Paper No. 11
Presentation Time: 9:00 AM-6:00 PM


MENGASON, Michael J., Department of Geology, Northern Virginia Community College, 8333 Little River Turnpike, Annandale, VA 22003,

Teaching introductory geology to students requires conveying the abstract concept that elements are combined in nature to form minerals. This concept can be grounded for students by the inclusion of a series of simple experiments in mineral synthesis suitable for demonstration or as a laboratory exercise. Evacuated and sealed glass and silica tubes have long been used as reaction vessels in the synthesis of minerals and alloys and they are appropriate for use in the classroom due to the relative simplicity of the techniques involved and low cost of materials. The synthesis of sulfide minerals is particularly useful for demonstrating several aspects of mineralogy and petrology.

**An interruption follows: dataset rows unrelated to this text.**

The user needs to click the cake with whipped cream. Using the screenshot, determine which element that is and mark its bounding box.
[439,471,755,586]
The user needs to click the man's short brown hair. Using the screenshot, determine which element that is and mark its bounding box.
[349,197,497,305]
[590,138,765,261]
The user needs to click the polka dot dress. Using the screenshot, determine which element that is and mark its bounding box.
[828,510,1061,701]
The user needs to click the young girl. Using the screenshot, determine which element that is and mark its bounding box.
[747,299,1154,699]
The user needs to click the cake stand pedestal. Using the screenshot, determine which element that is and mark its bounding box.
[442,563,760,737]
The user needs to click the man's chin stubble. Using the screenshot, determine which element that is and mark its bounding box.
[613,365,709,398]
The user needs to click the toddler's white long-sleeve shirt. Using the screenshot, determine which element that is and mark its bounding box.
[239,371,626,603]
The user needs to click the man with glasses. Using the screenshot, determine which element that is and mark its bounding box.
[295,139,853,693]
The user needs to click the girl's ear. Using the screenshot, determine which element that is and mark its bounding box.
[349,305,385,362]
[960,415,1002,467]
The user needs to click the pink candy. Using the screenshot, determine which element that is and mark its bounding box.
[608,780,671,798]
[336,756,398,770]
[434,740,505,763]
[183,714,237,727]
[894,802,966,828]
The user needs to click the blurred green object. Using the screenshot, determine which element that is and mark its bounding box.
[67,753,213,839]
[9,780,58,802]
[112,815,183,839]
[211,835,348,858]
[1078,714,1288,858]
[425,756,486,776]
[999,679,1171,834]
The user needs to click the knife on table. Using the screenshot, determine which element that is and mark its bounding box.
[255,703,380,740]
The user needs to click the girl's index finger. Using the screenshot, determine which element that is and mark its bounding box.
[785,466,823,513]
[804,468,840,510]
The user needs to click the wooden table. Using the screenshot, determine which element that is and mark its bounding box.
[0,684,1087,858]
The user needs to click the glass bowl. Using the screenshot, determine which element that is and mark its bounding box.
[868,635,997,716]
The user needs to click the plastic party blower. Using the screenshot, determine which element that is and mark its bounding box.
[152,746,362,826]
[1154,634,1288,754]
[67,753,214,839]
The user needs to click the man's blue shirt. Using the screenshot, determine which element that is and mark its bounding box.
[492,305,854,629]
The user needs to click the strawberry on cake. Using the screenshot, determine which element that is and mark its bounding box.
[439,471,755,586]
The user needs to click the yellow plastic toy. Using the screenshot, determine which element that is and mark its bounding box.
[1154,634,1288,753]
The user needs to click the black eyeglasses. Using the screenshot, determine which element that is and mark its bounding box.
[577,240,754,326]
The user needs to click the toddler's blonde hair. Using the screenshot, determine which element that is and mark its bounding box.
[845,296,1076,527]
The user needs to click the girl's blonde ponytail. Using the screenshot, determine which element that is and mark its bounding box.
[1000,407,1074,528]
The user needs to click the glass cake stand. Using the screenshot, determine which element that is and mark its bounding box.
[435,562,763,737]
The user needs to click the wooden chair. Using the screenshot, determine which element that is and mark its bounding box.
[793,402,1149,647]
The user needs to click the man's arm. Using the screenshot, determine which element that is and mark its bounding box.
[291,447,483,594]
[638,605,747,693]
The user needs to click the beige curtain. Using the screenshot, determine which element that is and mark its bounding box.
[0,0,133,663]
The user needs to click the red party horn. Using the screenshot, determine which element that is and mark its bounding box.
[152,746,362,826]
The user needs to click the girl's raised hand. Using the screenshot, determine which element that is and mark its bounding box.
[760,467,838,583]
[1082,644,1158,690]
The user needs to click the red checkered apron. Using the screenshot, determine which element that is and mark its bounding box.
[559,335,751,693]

Students are introduced to laboratory techniques and the role of experiments in geology during the preparation, running, and examination of run products. Students measure S as well as Fe, Cu, Ni, Bi, or other metals and load the experimental charge into a silica tube that has previously been sealed at one end. The contents of the tube are placed under vacuum and the tube sealed by the professor. The tube is heated either in a furnace or using a standard laboratory flame. Pyrite, pyrrhotite, chalcopyrite, bornite, pentlandite, bismuthinite or other compositions can be formed depending on the experimental charge. After the contents are reacted the tube is cooled and opened. Students examine the run products. In the course of a demonstration the starting materials are consumed, intermediate phases such as liquids may be formed, and run products are crystallized with physical properties measurably different from the initial components. Changes in color, crystal form, density, and magnetism can be observed by students to demonstrate that a change has occurred and the identity of the minerals compared to predictions made based on the weights of starting materials. Additional properties and processes can be demonstrated if experiments are incorporated into a mineralogy curriculum.

This introduces an advanced topic in geology, high-temperature experimentation, to students at an introductory level. The changes are easily observable by the students and reinforce classroom material.